As transformações nas práticas de parto acompanham essas transformações no campo da biomedicina e da vida. A experiência de parto e nascimento passa a ser mediada pelas tecnologias, incorporando-as às próprias possibilidades corporais. A dor, o sangramento, a laceração do períneo, o tempo do parto são então interpretados à luz de um novo ideal de parto, que passa a conter normas de segurança, de limpeza, de logística, de uso de tecnologias, entre outros. O cenário de práticas biomedicalizadas, se desdobra em uma dinâmica contingente e cumulativa de cada vez mais inovações tecnocientíficas, desde as últimas décadas.
As perspectivas analíticas anteriormente discutidas conformam as bases em que foram desenvolvidos os diferentes capítulos que compõem este livro. Também dão o tom às pesquisas que nosso grupo vem desenvolvendo e ao diálogo que buscamos com outros pesquisadores e com a sociedade.
O livro é dividido em seis partes. A primeira delas, intitulada Atores, locais e cenários do parto
, é composta por três capítulos. No primeiro, «Em casa é mais seguro!»: o olhar do refúgio, do privilégio e da política pública
, Rosamaria Carneiro nos apresenta os diferentes locais e cenários de parto no Brasil contemporâneo (o hospital, o centro de parto natural, a casa de parto e o domicílio), tecendo reflexões sobre seus atravessamentos, sentidos políticos e hierarquias sociais. Para a autora, todos esses cenários giram em torno das diferentes noções de casa: uns mais distantes, outros mais próximos, a depender do significado que ela assume. Assim, a ideia de parir em casa
poderia representar não só uma forma de privilégio de classe ou um lugar de perigo e abandono, mas, também, a base para construções políticas.
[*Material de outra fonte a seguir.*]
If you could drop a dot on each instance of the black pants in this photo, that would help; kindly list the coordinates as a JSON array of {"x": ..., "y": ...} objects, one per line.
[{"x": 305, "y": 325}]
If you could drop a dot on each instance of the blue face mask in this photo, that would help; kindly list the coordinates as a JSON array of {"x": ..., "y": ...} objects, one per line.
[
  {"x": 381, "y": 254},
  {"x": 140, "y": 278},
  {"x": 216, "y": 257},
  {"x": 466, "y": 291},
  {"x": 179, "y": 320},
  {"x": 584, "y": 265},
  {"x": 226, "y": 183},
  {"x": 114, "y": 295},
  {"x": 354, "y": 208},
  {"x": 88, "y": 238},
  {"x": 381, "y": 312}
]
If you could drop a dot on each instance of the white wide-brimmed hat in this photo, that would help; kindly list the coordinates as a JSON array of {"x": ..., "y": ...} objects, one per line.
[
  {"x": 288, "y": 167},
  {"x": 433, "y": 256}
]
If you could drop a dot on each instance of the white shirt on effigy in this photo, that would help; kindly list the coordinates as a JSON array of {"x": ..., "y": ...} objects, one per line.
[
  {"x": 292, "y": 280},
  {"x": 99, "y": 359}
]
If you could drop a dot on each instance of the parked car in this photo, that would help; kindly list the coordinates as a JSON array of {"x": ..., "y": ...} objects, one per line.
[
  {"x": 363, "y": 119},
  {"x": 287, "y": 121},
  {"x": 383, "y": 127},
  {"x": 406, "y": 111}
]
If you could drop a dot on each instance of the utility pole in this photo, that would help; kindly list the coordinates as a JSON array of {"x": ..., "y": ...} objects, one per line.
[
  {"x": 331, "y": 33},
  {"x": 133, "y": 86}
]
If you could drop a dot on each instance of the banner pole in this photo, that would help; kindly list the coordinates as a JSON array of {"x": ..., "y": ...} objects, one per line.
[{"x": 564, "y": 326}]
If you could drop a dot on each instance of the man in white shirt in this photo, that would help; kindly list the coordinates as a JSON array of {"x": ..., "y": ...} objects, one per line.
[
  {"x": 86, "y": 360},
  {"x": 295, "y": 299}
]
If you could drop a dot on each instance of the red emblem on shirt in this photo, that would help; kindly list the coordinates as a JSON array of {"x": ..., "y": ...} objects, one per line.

O segundo capítulo, Parteiras tradicionais e políticas culturais: reconhecimento, hierarquia de saberes e desconstruções pertinentes
, de Elaine Müller e Júlia Morim de Melo, fala sobre o lugar reservado às parteiras tradicionais no cenário obstétrico e nas políticas públicas brasileiras, especialmente nas políticas culturais. Apesar de serem referências em suas comunidades e de compartilharem a mesma realidade sociocultural das mulheres que assistem, no Brasil, as parteiras possuem um campo de atuação cada vez mais reduzido, uma vez que a assistência obstétrica medicalizada se expande. As autoras observam que o processo de patrimonialização e musealização desse ofício, ao ressaltar sua importância cultural e promover desconstruções de ordem técnica, estéticas e de gênero, representa uma alternativa para o reconhecimento e valorização das parteiras tradicionais e de seus saberes e práticas, abrindo caminho para o diálogo entre essas mulheres e o sistema oficial de saúde.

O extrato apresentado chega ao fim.